You're comfortable, but are you happy? Do you find yourself looking out the window, wishing you were anywhere but there? Do you pour over job postings? No one is excited to go into work every day, but if you find yourself dreading it more than looking forward to it, take a step back.
What were you like in college? Did you study and write your papers at the same time every day? Did you religiously hit a 6:30 am yoga class? Or, did you take a few hours off in the afternoon and drink a beer on the roof with your friends?
I worked a part-time job in college, went to (almost) all of my classes and held down leadership positions on our union activities board. I easily worked more than eight hours a day, but the freedom and ability to break it up made a huge difference for me. While traveling, you get to make your own schedule, and you're all about flexibility.
2. Your dream job isn't what you thought it'd be.
I always imaged myself in a "Mad Men" situation. I wanted to work in advertising, and I made it happen. Maybe I'll still work in the field someday, but the dream job I thought I'd nabbed didn't end up being something I loved.
It was more than just disliking the fact I was at the bottom of the food chain. There wasn't any flexibility to contribute in the way I would've liked. I didn't have the opportunity to use what I've always been told is my greatest strength: my creativity.

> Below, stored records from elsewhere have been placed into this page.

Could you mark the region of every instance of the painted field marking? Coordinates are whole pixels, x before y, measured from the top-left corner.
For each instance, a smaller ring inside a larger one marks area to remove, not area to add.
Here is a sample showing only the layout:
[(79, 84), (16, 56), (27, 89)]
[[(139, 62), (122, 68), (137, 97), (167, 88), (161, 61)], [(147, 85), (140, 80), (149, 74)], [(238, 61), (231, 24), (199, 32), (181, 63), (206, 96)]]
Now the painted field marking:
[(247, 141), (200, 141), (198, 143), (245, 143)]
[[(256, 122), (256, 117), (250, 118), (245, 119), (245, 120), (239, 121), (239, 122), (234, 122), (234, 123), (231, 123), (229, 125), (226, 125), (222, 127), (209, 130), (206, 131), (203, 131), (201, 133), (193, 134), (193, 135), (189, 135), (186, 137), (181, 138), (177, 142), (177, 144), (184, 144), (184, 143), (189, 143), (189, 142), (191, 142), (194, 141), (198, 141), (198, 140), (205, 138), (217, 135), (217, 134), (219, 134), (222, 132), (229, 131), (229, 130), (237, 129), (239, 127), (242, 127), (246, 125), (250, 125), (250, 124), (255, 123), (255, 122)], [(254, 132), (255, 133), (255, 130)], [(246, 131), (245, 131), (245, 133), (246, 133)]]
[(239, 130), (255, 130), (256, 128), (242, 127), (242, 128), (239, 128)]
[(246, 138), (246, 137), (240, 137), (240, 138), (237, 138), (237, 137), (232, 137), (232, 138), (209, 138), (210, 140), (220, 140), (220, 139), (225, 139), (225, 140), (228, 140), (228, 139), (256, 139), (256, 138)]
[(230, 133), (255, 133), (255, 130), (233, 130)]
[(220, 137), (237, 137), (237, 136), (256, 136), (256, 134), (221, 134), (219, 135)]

A lot of us have an idea of what we think our futures will look like. Are you staying at your job because you love it, or because it's what you thought you wanted? If you don't know the answer to that question, you need to figure it out. Traveling gives you time to think, especially when you travel alone. As cliched as it sounds, you deserve the opportunity to figure out and pursue what your passion is.
3. You don't want the life your co-workers have.
For the most part, I've always gotten along with my coworkers. I've worked with some truly talented people whom I greatly admire. I ended up leaving one job because when I looked around the room, I didn't want the lives any of my superiors had.
They all seemed so unhappy. They worked far beyond 5 pm, ate lunches at their desks and never saw their families (if they even had them) because they were married to their careers. Surround yourself with people who are smarter than you, have things (for the most part) figured out and have lives you think you might want someday.
You meet so many people traveling. When I went on a trip alone to Hawaii earlier this year, I was blown away by how many people talked to me. Every roommate I had in the hostel I stayed in was from a different country. I even met people from my city whom I had friends in common with.
Travelers are a diverse group of people. Being exposed to people different from you will give you some clarity on the kind of people you want to surround yourself with and the life you want.
4. You fell out of love.
People change. I know I'm nothing like the girl I was 10 years ago. I both figured out I didn't love my boyfriend anymore on a trip, and I turned to travel when we broke up. But, relationships aren't the only thing you can lose the loving feeling from.
Maybe the city you loved in your early 20s isn't doing it for you anymore. Maybe you feel like you have less and less to talk about with your friend group. And if you find yourself thinking about why you do the job you do, you fell out of love with your 9-to-5.
If you choose to travel, things will change. Change is scary to a lot of people, but it's not as scary as looking back on your life at 80 and wondering where the time went.
I don't regret a single trip I've been on. The older you get, the harder travel is to pull off. You might have kids, you might get sick and you might need to take care of your parents. Take a chance, and break up with a 9-to-5. If it's meant to be, you'll get back together.